Jacob van Ruisdael, Forest Scene, c. 1655, oil on canvas

Isolation and hardship. These are the things I think of when I reflect on 2020. A global pandemic has killed 1.99 million people worldwide and marooned the rest of us in our homes. Our federal government’s response has been incoherent and disjointed. Our elected leaders seem more concerned with salvaging their political prospects than they are about reducing the unemployment rate, tackling police reform, or repairing a hobbled economy. However, art reminds me that there is always a way through the woods of our collective hardship. I am reminded that I might find beauty on the other side.

Landscapes do not often get much love in art museums and art galleries. It might be that they speak too quietly. But if I listen closely, I can hear them reassure me.

Landscapes are encoded with allegorical meaning, eager with subtle messages. This fact is no truer than for seventeenth-century Dutch landscape paintings. Like Americans, the Dutch inscribed their landscapes with culturally unifying evocations of political revolt, independence from foreign hegemony, environmental mastery, and literary romanticism. Few Dutch artists of the period imbued their landscapes with the same tension between solemnity and lightness as Jacob van Ruisdael (c. 1628/29 – 1682).  I first saw his Forest Scene (c. 1655; below) at the National Gallery of Art in Washington, D.C. while I was there on an undergraduate research scholarship. Its themes of life, death, and perseverance pop into my head during periods of difficulty – like the one we are in now.

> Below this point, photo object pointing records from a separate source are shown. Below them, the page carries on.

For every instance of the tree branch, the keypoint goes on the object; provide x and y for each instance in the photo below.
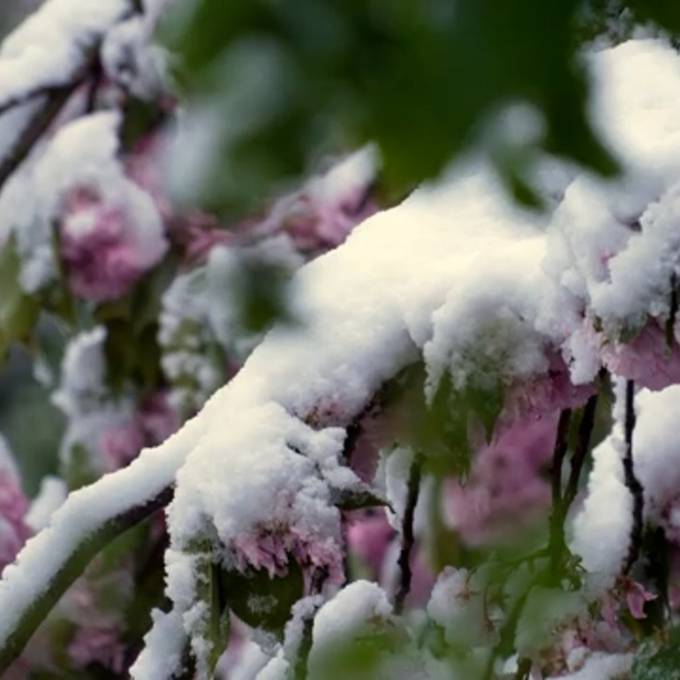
(407, 535)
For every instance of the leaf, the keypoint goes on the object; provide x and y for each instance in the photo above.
(358, 497)
(18, 312)
(660, 662)
(291, 81)
(262, 601)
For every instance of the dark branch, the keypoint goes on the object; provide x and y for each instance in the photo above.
(631, 480)
(585, 432)
(72, 568)
(38, 122)
(557, 542)
(407, 536)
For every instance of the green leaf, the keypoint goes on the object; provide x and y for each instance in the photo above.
(659, 662)
(262, 601)
(292, 81)
(18, 312)
(358, 497)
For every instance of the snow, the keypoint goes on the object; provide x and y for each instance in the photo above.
(359, 604)
(50, 48)
(52, 494)
(83, 513)
(83, 373)
(602, 529)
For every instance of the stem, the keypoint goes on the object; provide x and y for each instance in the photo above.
(38, 122)
(585, 432)
(557, 541)
(631, 480)
(407, 536)
(71, 569)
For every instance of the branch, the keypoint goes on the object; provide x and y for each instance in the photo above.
(585, 432)
(36, 125)
(88, 520)
(557, 541)
(407, 536)
(631, 481)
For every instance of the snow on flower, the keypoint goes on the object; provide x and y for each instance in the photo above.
(109, 229)
(101, 247)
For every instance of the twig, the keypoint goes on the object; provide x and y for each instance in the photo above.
(39, 121)
(407, 535)
(71, 569)
(556, 517)
(585, 432)
(631, 480)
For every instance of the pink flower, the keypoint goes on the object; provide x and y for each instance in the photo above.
(97, 645)
(102, 248)
(647, 359)
(507, 486)
(122, 444)
(158, 419)
(13, 508)
(369, 536)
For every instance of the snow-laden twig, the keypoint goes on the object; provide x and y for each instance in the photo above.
(631, 479)
(89, 519)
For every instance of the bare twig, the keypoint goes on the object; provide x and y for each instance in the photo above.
(585, 432)
(38, 122)
(407, 535)
(71, 569)
(631, 480)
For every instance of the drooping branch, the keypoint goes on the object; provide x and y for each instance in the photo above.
(630, 479)
(557, 541)
(37, 122)
(585, 432)
(407, 535)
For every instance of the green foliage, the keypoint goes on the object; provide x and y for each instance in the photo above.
(659, 661)
(294, 80)
(18, 312)
(444, 428)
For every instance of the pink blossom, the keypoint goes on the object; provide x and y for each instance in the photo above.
(636, 597)
(13, 508)
(545, 395)
(369, 536)
(647, 359)
(97, 645)
(100, 247)
(273, 549)
(122, 443)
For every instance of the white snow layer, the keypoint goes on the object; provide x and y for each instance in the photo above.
(457, 273)
(48, 49)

I read Ruisdael’s Forest Scene to convey the peace that follows hardship and the renewal that follows death. In the painting’s foreground, there are dead and felled trees. If I listen quietly, I can hear the rush of the waterfall at the center of the picture. Jagged rocks and snapped trees indicate to me that whatever life is here has become hostile. These are obstacles that are not easily overcome. But like 2020, these hurdles are temporary.

In the middle ground, a couple wanders down an uneven path. Somehow, they’ve made it past the foreground dangers and are surrounded by green grass, sheep, and presumably, the promise of peace in their immediate future. After all, the woman carries a basket for her and her companion’s journey.

If I follow the couple into the picture’s background, I see a verdant forest. Like life itself, parts of the forest appear dark and mysterious, others are light, all of it alive.  I wonder what is in that forest, but I can only guess. Perhaps that is what I like so much about this painting – the future that awaits the couple, and me, and us, is unwritten.

Landscape paintings ask us to slow down for a moment to dwell in the quiet places of our minds. If we do this, we can “hear” what the picture is trying to say. This picture reminds me to take that quiet moment and reflect on the fact peace may await us after our period of isolation and hardship. It also wouldn’t hurt to pack a basket for the journey ahead.